También establece las condiciones para la creación de estos acuerdos o convenios. Por ejemplo, solo podrán celebrarse con un tercer país donde se respeten las normas internacionales de derechos humanos y los principios del derecho internacional, incluido el principio de no devolución.

Asimismo, incluirán los procedimientos para el retorno de una persona en situación irregular, las condiciones de su estancia en el país no perteneciente a la UE y las consecuencias del incumplimiento del acuerdo o convenio. Estos centros de retorno pueden funcionar como centros para el retorno posterior hacia el país de retorno final o como destino final.
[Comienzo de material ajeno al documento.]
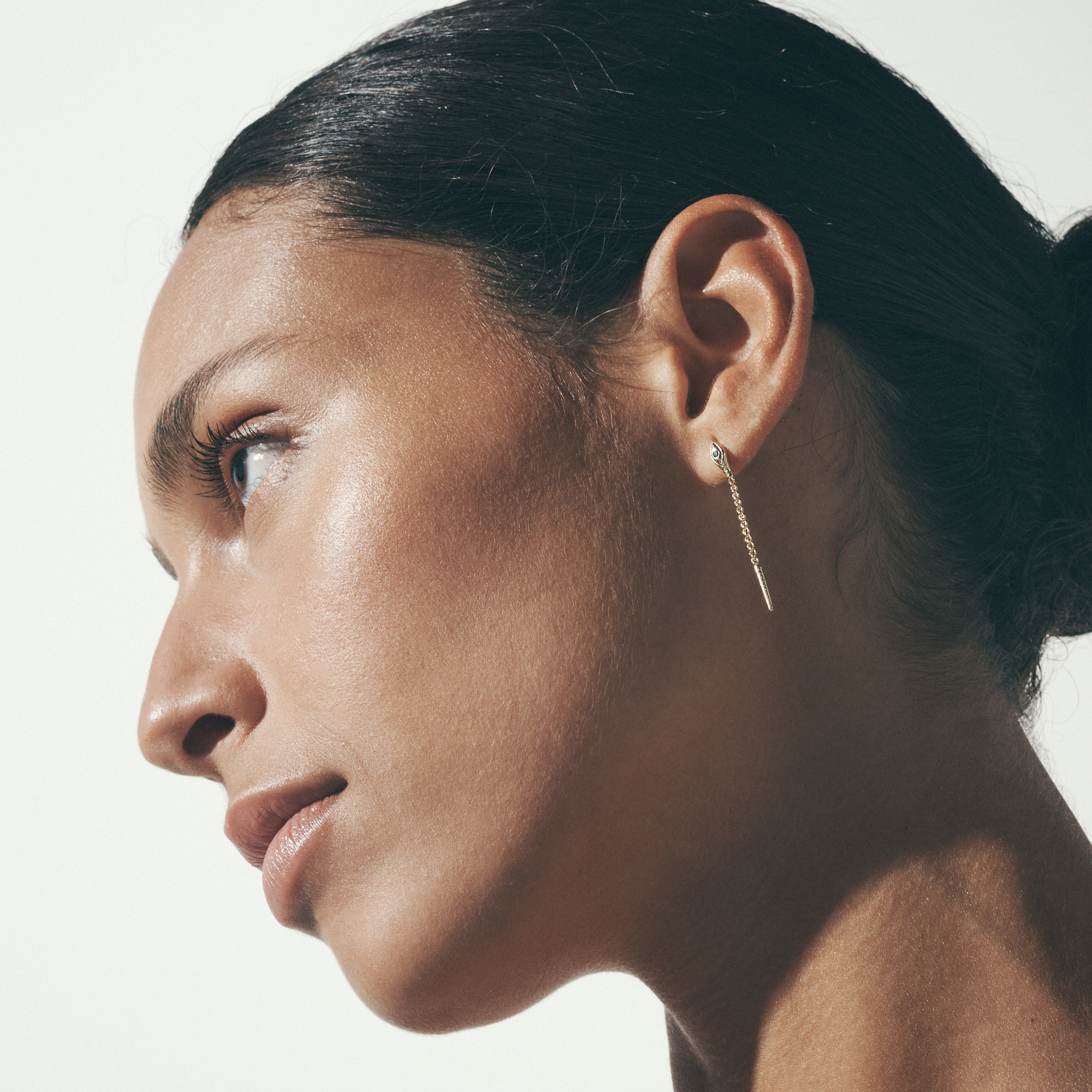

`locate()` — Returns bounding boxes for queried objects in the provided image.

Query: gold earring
[709,440,773,610]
Retorno de personas que representan un riesgo para la seguridad

El reglamento establece medidas especiales para las personas que representan un riesgo para la seguridad. Por ejemplo, se les podrá imponer una prohibición de entrada que supere el plazo máximo habitual de diez años, o incluso una prohibición de entrada indefinida. Los Estados miembros también podrán imponer penas de detención, incluyendo prisión. Este periodo de detención también podrá ser más largo de lo previsto habitualmente.

Reconocimiento mutuo de las decisiones de retorno

Mediante el reconocimiento mutuo de las decisiones de retorno, los Estados miembros podrán reconocer y ejecutar directamente una decisión de retorno emitida por otro Estado miembro a una persona que deba abandonar el territorio de los Estados miembros sin tener que iniciar el procedimiento de emisión de una nueva decisión de retorno. Esto enviará un mensaje contundente a los nacionales de terceros países en situación irregular de que no pueden evitar el retorno huyendo a otro Estado miembro.

El reconocimiento mutuo de las decisiones de retorno de otro país aún no es obligatorio. Según la posición del Consejo, la Comisión Europea evaluará el funcionamiento del reconocimiento mutuo dos años después de su entrada en vigor y, si procede, presentará una propuesta legislativa para que sea obligatorio para todos los Estados miembros.

Orden Europea de Retorno

El Reglamento de Retorno introducirá una Orden Europea de Retorno (ORE), un formulario en el que los Estados miembros deberán insertar los elementos clave de la decisión de retorno. Los Estados miembros deberán insertar la ORE en el Sistema de Información de Schengen, el sistema de intercambio de información para la seguridad y la gestión de fronteras en la UE. Esto facilitará el reconocimiento mutuo, ya que los Estados miembros dispondrán de la información necesaria para reconocer la decisión de retorno de otro Estado miembro. Si una persona a la que se le ha ordenado abandonar la UE se traslada a otro Estado miembro, este podrá ejecutar directamente la decisión de retorno emitida por el primer Estado miembro basándose en la ORE.

Los Estados miembros han decidido que la orden europea de retorno se introduzca en un plazo máximo de dos años a partir de la entrada en vigor del Reglamento de Retorno.

Próximos pasos

El acuerdo alcanzado hoy servirá de base para que el Consejo inicie negociaciones con el Parlamento Europeo para acordar un texto jurídico definitivo.